The research collaboration with Stanford Medical School and the Palo Alto Veterans Institute for Research is investigating the impact of underlying Chronic Liver Disease on patient outcomes following a COVID-19 infection.
Bethesda, MD - The Outcomes Research team at the Medical Technology and Practice Patterns Institute is pleased to announce its most recent publication in the Journal of Clinical and Experimental Hepatology titled Chronic Liver Disease and Cirrhosis are Associated with Worse Outcomes Following SARS-CoV-2 Infection. MTPPI and its collaborators at Stanford Medicine and the Palo Alto Veterans Institute for Research (PAVIR) studied data from the COVID-19 Research Database to analyze whether concurrent chronic liver disease (CLD) was associated with worse outcomes within 30 days of a COVID-19 diagnosis. Studied outcomes included the need for hospitalization, development of pneumonia, severe pneumonia, respiratory failure, and multiorgan failure.

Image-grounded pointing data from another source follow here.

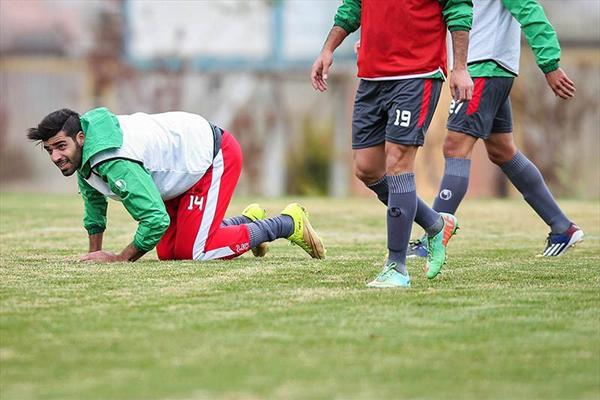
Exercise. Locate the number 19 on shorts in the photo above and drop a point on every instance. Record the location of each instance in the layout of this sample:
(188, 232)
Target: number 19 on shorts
(402, 118)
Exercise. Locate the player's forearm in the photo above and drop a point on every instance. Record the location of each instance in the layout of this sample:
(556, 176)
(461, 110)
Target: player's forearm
(334, 39)
(95, 241)
(131, 253)
(460, 48)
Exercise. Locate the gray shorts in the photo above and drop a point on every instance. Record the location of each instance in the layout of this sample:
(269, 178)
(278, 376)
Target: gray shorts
(488, 112)
(397, 111)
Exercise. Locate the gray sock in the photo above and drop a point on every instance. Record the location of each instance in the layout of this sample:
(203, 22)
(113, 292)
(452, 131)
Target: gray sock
(269, 229)
(428, 218)
(402, 206)
(529, 181)
(454, 185)
(237, 220)
(381, 189)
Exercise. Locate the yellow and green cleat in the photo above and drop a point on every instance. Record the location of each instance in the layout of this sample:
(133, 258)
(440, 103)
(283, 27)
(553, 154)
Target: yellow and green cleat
(255, 212)
(304, 235)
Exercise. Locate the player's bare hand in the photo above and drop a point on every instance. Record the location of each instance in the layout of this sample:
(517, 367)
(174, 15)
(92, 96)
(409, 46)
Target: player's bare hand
(100, 257)
(320, 69)
(461, 85)
(560, 84)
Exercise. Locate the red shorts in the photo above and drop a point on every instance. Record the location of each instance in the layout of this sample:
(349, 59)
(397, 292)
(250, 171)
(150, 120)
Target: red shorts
(195, 232)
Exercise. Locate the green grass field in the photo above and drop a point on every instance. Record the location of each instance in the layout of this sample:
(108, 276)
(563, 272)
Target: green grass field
(499, 323)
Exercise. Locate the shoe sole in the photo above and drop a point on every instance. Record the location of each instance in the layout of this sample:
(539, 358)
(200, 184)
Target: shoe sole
(575, 239)
(261, 250)
(383, 286)
(314, 241)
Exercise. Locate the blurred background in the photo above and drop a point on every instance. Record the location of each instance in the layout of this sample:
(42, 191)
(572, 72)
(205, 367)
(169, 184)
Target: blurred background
(245, 65)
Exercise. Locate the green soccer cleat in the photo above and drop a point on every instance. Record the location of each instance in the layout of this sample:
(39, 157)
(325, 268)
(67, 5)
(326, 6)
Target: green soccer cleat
(390, 278)
(304, 235)
(436, 246)
(255, 212)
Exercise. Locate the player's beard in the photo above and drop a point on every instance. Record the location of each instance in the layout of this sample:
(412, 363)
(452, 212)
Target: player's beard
(74, 162)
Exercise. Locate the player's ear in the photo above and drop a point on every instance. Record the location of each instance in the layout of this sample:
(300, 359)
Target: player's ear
(80, 138)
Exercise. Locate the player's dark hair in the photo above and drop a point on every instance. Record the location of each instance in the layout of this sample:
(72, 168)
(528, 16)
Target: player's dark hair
(62, 120)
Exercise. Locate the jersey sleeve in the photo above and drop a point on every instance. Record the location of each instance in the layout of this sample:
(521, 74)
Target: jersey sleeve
(94, 207)
(347, 16)
(140, 196)
(539, 33)
(458, 14)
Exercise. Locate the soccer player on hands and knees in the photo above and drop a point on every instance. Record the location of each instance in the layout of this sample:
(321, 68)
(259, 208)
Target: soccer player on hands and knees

The data source for this project was the COVID-19 Research Database, a large healthcare claims dataset that captures a network of 1 million distinct providers across professional and institutional claims and over 100 million patients with both inpatient and outpatient data representing >3000 different payers including private, Medicare, Medicare advantage, and Medicaid. The research team utilized the Snowflake analytics platform to build out the study cohort. Adults with a COVID-19 infection in the time range of 4/1/2020 to 8/31/2021 were identified using ICD-10 codes. The assessment of CLD focused on the four leading etiologies of liver disease among U.S. adults and included nonalcoholic fatty liver disease/nonalcoholic steatohepatitis (NAFLD/NASH), alcohol-associated liver disease (ALD), hepatitis B virus (HBV), and hepatitis C virus (HCV).
The realized cohort included 1,208,905 unique patients with COVID-19, among which 44,008 (3.6%) had concurrent CLD and 1,164,897 (96.4%) did not have CLD. Among patients with concurrent CLD, 47.5% had ALD, 37.3% had NAFLD/NASH, 8.6% had chronic HCV, 4.1% had chronic HBV, and 2.5% had other etiologies. Compared to patients with COVID-19 without CLD, COVID-19+CLD patients were more likely to be male (51.4% vs. 44.4%, P < 0.0001) and were older (age >45: 72.7% vs. 61.5%, P < 0.0001). COVID-19+CLD patients had significantly greater prevalence of comorbidities compared to COVID-19 patients without CLD, including diabetes, hypertension, chronic kidney disease, heart failure, and chronic and respiratory disease.
This study found that the presence of underlying CLD, especially cirrhosis, is associated with significantly worse outcomes following COVID-19 infection. These results emphasize the importance of close monitoring of CLD patients following COVID-19 infection for any signs of clinical deterioration and further emphasize the importance of ensuring COVID-19 vaccination.